Is Folate (B9) better than Magnesium?

It depends on your goals. Folate (B9) and Magnesium serve different purposes and are often taken together.

Can I take Folate (B9) and Magnesium together?

In most cases, yes. Folate (B9) and Magnesium can be taken together safely. However, always check for specific interactions and consult a healthcare professional if you take medication.

What is the best time to take Folate (B9)?

With food, preferably at breakfast

What is the best time to take Magnesium?

Evening for sleep benefits, split doses for absorption

What are the side effects of Folate (B9)?

Nausea or gastrointestinal upset (typically at high doses). Headaches or fatigue. Potential B12 deficiency masking with excessive supplementation.

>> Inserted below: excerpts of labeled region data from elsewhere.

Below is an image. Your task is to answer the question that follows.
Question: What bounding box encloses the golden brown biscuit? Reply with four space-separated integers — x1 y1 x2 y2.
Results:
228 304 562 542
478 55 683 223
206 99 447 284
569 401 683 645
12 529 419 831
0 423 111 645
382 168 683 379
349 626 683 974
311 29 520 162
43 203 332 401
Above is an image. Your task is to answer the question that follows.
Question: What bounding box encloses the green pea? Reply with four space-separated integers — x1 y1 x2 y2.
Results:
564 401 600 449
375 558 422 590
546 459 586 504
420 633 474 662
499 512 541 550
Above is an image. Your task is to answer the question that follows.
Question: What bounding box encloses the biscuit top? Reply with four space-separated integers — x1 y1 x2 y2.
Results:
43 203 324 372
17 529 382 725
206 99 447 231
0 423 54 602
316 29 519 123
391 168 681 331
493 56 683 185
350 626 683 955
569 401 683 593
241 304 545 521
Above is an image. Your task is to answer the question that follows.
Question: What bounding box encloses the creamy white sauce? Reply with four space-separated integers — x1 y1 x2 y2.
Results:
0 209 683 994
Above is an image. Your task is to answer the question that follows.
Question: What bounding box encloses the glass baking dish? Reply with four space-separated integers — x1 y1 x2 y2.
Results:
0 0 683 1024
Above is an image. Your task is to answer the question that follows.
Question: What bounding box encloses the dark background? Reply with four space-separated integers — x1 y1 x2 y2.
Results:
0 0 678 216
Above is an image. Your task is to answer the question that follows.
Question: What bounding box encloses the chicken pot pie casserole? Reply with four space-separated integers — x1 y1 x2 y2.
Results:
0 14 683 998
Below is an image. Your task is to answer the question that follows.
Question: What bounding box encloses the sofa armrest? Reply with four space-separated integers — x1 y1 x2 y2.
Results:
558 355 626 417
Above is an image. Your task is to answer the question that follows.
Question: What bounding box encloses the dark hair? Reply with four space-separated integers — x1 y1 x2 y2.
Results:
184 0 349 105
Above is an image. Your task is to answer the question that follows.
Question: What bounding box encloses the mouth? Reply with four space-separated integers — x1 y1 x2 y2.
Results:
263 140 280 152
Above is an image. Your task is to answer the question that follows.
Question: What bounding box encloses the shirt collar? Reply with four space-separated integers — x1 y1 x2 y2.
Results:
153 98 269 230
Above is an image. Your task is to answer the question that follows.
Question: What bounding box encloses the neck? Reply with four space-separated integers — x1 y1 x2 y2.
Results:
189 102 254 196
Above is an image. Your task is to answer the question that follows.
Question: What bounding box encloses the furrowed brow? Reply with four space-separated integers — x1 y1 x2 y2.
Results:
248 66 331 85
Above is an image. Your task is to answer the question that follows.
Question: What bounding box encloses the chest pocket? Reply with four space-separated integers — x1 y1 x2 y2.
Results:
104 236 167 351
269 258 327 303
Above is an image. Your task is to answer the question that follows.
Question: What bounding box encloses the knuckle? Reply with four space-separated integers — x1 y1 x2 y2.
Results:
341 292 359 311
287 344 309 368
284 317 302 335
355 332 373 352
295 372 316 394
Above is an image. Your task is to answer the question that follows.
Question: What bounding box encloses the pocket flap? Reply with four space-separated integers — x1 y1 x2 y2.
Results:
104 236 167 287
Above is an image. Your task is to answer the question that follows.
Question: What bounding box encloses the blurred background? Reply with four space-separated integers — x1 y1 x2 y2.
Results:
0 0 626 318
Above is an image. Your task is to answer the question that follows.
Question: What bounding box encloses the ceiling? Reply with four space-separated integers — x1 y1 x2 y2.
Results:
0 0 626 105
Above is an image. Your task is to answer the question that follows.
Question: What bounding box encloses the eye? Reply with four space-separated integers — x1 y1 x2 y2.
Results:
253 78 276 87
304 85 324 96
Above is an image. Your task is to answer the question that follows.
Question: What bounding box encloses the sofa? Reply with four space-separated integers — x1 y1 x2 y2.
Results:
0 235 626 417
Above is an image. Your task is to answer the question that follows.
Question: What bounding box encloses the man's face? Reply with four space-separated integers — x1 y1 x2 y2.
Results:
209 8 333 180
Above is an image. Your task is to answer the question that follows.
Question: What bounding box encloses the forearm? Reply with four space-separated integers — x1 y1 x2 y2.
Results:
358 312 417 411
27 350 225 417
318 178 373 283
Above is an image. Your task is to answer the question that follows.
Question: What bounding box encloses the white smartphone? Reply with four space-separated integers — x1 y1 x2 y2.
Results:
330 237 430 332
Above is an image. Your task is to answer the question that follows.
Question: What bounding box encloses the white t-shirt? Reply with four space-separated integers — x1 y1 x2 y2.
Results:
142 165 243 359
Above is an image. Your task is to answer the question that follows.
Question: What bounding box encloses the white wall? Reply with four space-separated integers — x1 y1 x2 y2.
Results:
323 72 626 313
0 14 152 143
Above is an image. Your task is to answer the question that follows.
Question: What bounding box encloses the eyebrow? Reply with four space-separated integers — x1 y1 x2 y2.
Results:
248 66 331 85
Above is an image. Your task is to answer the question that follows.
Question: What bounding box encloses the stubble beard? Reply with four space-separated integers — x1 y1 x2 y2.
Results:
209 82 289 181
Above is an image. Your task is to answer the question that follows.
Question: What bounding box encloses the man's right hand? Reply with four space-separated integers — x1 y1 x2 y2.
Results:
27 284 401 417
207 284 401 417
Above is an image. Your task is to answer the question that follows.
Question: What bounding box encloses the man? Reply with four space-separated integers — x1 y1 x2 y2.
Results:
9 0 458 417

What are the side effects of Magnesium?

Loose stools (especially citrate/oxide forms). Rare: low blood pressure at very high doses. Generally very safe.

How We Compare Supplements

This comparison is based on published clinical research, peer-reviewed studies from PubMed, and established nutritional science. We evaluate dosages based on clinically-effective amounts, not manufacturer recommendations. Benefits listed have at least moderate evidence from human studies. When evidence is limited or conflicting, we note this.

Disclaimer: This comparison is for educational purposes only and is not medical advice. Always consult a qualified healthcare professional before starting any supplement, especially if you take medication or have existing health conditions.